Je suis sortie du lit en rampant et j'ai couru jusqu'au rebord de la fenêtre. J'étais terrifiée, terrifiée, terrifiée qu'il me voie ainsi. En un siècle, je n'avais jamais eu honte de mon apparence. Je n'étais humaine que depuis douze heures, et j'avais déjà honte de mon apparence féline.

J'étais déjà au bord du balcon. Il s'est précipité dehors et a crié : « Je t'aime ! »

Je me suis retournée et l'ai regardé une dernière fois. Des larmes, comme celles qu'un chat pourrait verser, coulaient sur mon visage. Puis, résolue et sans hésiter, j'ai sauté à terre.

Les lumières éblouissantes de la ville se rapprochaient inexorablement sous mes pieds, et je gardais le sourire malgré la vitesse vertigineuse.

J'ai finalement perdu connaissance.

À mon réveil, je me suis retrouvé dans une étreinte chaleureuse. Le visage d'une mère me regardait avec amour, et elle a tendu sa langue rauque mais chaude pour lécher la substance humide et collante qui recouvrait mon corps.

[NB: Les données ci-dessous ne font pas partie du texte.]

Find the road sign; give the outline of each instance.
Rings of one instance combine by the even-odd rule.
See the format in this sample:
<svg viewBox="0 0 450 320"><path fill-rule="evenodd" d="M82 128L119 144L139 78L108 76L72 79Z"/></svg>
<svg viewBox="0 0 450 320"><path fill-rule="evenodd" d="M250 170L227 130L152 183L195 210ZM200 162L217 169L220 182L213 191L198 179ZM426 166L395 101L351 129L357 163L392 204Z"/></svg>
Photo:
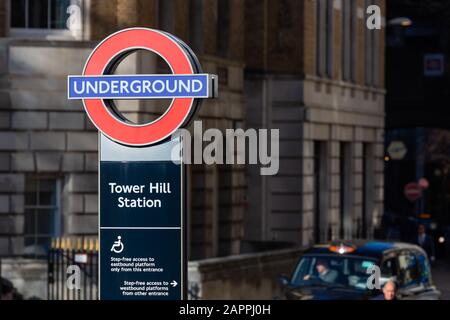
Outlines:
<svg viewBox="0 0 450 320"><path fill-rule="evenodd" d="M101 135L101 299L185 298L184 171L169 156L179 143L133 148Z"/></svg>
<svg viewBox="0 0 450 320"><path fill-rule="evenodd" d="M408 149L403 141L392 141L387 148L387 152L392 160L402 160Z"/></svg>
<svg viewBox="0 0 450 320"><path fill-rule="evenodd" d="M415 182L408 183L404 189L405 197L413 202L422 196L422 188Z"/></svg>
<svg viewBox="0 0 450 320"><path fill-rule="evenodd" d="M159 54L169 75L112 75L138 50ZM217 96L191 49L168 33L130 28L103 40L68 98L82 99L99 134L99 295L110 300L186 299L185 170L182 140L200 98ZM157 120L130 123L111 99L172 98ZM177 152L174 152L176 150Z"/></svg>
<svg viewBox="0 0 450 320"><path fill-rule="evenodd" d="M159 54L173 74L164 77L111 75L118 63L137 49ZM181 77L184 77L181 84L178 81L177 87L174 87L176 80ZM190 77L191 82L187 81L187 77ZM84 82L80 82L80 78L84 78ZM192 83L197 83L197 86ZM199 83L203 86L201 95L196 92ZM87 90L89 88L90 91ZM168 33L146 28L125 29L107 37L89 56L83 75L68 78L68 97L83 99L86 113L97 129L111 140L129 146L148 146L166 140L190 121L196 111L196 98L213 98L216 95L217 76L201 74L198 59L185 43ZM159 119L136 125L126 122L111 102L103 100L105 97L174 99Z"/></svg>
<svg viewBox="0 0 450 320"><path fill-rule="evenodd" d="M69 76L69 99L168 99L209 98L211 76L112 75Z"/></svg>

Elle avait le pelage noir, et en me regardant, j'ai réalisé que j'étais noir moi aussi. Je savais au fond de moi que je m'étais réincarné en chat. Mais je ne comprenais pas pourquoi je conservais encore les souvenirs de ma vie antérieure.

Un léger pas se fit entendre. «

Ça va, Heimi

?

» C’était Jiongying

!

---La fée du pont de la pie

Réponse [12] : Elle me regarda doucement, et ma mère la regarda paisiblement, sans aucune crainte.

Je ne pouvais pas parler, je la fixais simplement.

Elle semblait tout savoir, hochant la tête et disant : « Trois mois après ton départ, il a épousé une femme qui l'aimait et il est très heureux maintenant. Hei Mi, tu as guéri ses blessures. Il s'est rétabli et n'est plus un paralysé en amour. »

J'ai hoché la tête avec satisfaction. Elle a tendu la main droite, l'a ouverte et a vu que c'était toujours mon noyau interne.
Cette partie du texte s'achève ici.